South West Wales

Swansea Traveller site campaign stepped up in Llansamlet

A travellers' site (generic)
Image caption Swansea council said residents had until 31 March to register their views

Residents opposing a second permanent traveller site in the Llansamlet area of Swansea are stepping up their campaign as public consultation closes.

Llansamlet already hosts the city's only traveller site which is full and Swansea council has to find more space.

There are five possible sites under consideration, including two in Gorseinon and others at Cockett and Penderry.

The council said residents had until 31 March to register their views.

The authority has said there are Gypsy and Traveller families in Swansea unable to access proper facilities.

Hilary Jenkins, chair of Llansamlet Against Second Travellers' Site, said: "The consultation ends on 31 March, but because of Easter the last working day to submit our views is 28 March.

"We will be stepping up our campaign over the next week or so, visiting the areas in the Llansamlet ward affected by the plans for the travellers' site and asking people to sign our petition.

"We've collected more than 4,500 signatures so far which is over 40% of the electorate of Llansamlet.

"We then intend to hand the petition to Swansea council on 28 March, and a cabinet meeting is being held that day."

Mrs Jenkins said the action group had been leafleting businesses on Swansea Enterprise Park and urging them to take part in the consultation.


"The planned site in Llansamlet is unsuitable for a travellers' site," she added.

"There are several problems with it including overhead power lines, underground gas pipes, disused old coal mines and the site backs directly onto the back of people's gardens."

Last weekend around 300 to 400 people staged a protest opposing the Gorseinon locations - Parc Melyn Mynach and Heol-y-Mynydd.

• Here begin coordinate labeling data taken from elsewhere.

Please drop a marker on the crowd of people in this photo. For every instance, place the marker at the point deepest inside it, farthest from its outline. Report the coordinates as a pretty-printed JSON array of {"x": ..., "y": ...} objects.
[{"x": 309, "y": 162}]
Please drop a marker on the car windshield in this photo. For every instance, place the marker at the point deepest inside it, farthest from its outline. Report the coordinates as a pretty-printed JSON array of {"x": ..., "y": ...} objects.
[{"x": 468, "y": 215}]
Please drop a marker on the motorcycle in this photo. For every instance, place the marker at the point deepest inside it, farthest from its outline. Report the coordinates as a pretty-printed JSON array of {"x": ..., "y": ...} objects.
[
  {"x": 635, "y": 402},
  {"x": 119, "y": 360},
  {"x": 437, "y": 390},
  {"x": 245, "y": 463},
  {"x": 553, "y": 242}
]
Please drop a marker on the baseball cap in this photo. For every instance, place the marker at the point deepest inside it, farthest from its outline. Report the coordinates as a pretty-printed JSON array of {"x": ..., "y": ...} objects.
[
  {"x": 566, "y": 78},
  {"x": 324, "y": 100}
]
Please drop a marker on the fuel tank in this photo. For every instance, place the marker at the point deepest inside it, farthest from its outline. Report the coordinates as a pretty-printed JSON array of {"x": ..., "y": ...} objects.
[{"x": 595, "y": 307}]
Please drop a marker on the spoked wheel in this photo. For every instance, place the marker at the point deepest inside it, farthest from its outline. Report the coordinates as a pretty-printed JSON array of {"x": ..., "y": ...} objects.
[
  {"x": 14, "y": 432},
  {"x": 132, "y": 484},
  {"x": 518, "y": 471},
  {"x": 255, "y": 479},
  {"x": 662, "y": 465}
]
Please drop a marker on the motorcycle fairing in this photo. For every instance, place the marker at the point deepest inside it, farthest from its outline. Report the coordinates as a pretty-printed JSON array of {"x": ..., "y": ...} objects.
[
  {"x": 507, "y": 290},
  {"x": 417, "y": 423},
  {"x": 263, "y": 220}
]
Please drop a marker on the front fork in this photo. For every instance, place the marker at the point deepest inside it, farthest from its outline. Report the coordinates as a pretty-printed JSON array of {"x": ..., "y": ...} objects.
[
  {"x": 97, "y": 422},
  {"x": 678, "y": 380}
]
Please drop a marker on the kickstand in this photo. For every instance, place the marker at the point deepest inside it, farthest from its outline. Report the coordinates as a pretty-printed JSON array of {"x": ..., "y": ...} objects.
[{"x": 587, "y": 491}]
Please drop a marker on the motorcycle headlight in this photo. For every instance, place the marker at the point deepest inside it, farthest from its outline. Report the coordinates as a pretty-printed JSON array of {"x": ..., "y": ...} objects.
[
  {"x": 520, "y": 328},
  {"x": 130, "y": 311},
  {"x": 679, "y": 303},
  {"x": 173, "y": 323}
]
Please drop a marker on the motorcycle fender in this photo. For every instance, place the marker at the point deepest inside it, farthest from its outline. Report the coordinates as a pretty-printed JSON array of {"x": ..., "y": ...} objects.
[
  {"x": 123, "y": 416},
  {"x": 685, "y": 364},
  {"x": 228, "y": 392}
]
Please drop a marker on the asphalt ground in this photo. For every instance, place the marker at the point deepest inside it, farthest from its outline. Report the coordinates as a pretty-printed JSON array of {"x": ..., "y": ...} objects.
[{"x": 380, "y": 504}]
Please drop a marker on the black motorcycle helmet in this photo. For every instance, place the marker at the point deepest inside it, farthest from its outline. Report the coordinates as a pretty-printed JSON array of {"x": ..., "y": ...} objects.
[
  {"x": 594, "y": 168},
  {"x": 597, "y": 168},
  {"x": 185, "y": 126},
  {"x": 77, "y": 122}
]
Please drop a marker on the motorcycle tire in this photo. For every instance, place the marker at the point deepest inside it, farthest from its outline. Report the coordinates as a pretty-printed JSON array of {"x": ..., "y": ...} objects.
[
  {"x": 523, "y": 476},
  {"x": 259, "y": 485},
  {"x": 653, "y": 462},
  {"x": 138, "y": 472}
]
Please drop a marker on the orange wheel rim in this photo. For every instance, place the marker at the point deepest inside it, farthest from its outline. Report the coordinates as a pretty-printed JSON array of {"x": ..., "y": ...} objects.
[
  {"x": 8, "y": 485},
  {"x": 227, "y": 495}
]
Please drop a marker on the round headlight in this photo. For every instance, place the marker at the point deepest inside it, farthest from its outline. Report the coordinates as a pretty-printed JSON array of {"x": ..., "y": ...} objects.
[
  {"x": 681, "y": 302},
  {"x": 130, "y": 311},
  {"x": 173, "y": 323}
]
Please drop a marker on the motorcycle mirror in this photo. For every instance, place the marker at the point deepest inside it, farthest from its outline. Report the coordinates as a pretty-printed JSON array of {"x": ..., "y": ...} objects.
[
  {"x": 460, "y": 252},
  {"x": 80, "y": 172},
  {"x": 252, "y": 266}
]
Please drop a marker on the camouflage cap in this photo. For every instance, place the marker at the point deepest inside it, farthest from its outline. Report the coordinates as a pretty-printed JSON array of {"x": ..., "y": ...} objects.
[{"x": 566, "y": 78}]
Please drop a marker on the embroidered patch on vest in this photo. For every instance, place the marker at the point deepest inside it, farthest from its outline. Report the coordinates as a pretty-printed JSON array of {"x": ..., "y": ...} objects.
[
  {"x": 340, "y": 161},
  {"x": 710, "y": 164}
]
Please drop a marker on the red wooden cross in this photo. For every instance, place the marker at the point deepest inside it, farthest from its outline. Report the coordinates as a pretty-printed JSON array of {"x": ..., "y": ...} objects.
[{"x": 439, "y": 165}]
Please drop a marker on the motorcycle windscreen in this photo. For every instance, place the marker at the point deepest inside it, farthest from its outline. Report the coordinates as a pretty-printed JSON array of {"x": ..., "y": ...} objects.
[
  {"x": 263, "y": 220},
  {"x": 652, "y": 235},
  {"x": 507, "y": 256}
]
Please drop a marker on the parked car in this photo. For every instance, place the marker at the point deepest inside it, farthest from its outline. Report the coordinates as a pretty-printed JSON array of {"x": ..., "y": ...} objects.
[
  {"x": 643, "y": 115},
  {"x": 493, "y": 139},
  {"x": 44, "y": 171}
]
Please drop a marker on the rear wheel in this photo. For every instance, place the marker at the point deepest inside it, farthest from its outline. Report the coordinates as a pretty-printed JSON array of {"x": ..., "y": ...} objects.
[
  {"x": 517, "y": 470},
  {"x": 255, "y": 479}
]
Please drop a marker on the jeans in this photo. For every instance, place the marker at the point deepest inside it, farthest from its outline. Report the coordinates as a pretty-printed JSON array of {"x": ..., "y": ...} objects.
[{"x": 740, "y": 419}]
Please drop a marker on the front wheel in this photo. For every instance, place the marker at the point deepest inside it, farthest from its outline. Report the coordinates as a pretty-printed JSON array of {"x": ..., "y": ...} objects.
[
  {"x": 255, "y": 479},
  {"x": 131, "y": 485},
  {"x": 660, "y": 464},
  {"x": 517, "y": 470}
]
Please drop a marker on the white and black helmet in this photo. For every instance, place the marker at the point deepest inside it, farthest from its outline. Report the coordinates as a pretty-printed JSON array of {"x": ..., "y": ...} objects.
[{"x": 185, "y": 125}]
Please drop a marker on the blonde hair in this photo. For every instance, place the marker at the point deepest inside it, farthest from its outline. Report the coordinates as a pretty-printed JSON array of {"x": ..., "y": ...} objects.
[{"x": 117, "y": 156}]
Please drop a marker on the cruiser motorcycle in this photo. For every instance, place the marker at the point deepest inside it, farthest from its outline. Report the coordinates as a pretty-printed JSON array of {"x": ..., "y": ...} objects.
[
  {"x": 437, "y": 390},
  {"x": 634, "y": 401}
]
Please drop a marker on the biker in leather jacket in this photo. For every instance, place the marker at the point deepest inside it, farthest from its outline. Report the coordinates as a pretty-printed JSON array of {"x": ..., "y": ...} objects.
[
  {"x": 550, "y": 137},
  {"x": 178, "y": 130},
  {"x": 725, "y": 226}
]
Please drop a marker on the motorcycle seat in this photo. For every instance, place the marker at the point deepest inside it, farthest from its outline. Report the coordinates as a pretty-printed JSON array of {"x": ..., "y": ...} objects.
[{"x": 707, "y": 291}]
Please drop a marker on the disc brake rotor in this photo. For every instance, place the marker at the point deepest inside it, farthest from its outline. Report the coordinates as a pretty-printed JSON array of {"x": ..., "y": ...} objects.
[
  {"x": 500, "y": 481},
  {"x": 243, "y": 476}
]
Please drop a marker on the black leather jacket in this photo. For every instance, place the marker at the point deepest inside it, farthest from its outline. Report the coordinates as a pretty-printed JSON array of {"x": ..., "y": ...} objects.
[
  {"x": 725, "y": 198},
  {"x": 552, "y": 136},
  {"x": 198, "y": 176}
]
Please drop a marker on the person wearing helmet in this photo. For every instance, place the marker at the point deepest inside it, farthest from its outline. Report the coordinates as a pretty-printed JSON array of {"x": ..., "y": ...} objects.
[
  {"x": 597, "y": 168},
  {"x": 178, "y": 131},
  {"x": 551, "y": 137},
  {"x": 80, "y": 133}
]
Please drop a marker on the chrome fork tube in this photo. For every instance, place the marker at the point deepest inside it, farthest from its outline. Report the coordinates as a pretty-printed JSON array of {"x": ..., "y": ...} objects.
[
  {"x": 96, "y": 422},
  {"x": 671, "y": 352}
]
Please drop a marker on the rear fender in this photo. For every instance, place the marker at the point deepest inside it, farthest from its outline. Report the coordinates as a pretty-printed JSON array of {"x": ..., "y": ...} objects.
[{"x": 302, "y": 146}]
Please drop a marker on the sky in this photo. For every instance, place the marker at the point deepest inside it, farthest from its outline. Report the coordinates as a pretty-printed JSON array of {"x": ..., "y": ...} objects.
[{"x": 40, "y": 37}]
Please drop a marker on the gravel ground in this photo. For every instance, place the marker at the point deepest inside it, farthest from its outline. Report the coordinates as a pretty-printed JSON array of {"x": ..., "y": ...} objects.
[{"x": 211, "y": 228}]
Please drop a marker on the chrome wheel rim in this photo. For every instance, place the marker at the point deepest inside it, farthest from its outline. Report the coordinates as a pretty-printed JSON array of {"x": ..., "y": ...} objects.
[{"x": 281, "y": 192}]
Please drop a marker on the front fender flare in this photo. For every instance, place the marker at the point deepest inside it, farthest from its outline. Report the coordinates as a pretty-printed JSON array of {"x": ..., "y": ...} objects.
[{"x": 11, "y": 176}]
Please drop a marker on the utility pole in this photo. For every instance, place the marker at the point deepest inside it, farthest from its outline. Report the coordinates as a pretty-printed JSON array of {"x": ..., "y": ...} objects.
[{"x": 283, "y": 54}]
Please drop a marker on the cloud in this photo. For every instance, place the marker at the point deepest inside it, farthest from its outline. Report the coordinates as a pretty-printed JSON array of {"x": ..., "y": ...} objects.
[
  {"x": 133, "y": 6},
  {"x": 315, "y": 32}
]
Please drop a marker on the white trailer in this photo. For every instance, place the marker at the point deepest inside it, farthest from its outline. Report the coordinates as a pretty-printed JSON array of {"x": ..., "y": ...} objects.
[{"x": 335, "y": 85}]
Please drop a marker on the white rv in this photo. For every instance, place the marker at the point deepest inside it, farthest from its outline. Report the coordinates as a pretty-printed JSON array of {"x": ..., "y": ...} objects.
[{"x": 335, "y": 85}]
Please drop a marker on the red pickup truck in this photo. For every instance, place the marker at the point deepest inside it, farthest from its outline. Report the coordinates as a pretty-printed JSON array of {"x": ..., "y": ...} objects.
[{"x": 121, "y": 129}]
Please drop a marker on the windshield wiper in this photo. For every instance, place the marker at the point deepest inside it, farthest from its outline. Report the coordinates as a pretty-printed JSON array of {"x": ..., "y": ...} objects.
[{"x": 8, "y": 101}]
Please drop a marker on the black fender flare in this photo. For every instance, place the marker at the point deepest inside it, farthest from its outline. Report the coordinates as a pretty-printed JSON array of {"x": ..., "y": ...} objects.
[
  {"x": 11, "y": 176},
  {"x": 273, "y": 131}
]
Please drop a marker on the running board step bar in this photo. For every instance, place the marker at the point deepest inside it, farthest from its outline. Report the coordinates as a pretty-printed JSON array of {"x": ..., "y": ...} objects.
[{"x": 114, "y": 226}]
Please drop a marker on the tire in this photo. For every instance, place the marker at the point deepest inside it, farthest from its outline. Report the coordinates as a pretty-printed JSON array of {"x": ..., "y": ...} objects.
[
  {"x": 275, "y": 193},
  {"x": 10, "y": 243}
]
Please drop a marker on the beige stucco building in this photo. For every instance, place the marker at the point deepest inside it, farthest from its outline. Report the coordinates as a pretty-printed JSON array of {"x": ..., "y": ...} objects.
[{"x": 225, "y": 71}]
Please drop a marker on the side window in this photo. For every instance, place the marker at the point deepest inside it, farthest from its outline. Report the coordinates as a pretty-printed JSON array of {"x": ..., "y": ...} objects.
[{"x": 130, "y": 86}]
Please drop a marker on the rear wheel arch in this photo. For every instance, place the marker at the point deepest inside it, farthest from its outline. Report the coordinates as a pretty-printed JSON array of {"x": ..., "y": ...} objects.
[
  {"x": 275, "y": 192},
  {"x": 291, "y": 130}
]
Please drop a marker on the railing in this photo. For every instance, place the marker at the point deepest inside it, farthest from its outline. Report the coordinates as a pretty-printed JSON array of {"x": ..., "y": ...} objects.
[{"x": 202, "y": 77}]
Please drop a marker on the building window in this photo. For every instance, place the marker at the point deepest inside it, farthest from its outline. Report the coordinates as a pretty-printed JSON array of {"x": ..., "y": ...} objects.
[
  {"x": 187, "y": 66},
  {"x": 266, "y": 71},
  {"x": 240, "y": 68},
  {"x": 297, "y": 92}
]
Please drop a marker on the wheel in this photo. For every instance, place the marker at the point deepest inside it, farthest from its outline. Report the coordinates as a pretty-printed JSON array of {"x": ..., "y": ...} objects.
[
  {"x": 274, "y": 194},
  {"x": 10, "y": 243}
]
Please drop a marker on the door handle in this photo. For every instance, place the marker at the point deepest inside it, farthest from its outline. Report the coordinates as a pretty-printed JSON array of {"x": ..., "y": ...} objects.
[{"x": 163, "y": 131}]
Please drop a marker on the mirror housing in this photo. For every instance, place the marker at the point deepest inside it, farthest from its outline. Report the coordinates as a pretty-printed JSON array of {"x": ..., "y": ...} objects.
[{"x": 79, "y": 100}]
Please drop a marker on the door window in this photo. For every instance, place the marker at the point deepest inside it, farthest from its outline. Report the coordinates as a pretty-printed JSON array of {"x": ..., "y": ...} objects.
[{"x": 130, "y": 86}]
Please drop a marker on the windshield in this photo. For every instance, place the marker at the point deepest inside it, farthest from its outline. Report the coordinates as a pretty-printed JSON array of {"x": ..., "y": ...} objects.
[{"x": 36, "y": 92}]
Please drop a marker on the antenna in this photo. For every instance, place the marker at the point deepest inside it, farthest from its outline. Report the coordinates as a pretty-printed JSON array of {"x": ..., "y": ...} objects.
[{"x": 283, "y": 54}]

Swansea council said the Welsh government has insisted all local authorities in Wales look at the needs of Gypsies and Travellers "as part of its assessment of accommodation needs".

Council leader David Phillips said: "The council wants the public to play a full part in this process and people will have until the end of March to give us their views.

"No decisions have been made about any site and none will be until after the public consultation has been completed."

Martin Saville, the council's head of public protection, said: "A number of Gypsy and Traveller families have lived in Swansea for quite some time without proper facilities for themselves and their children.

"We need to look at finding a suitable location to create a second legal site."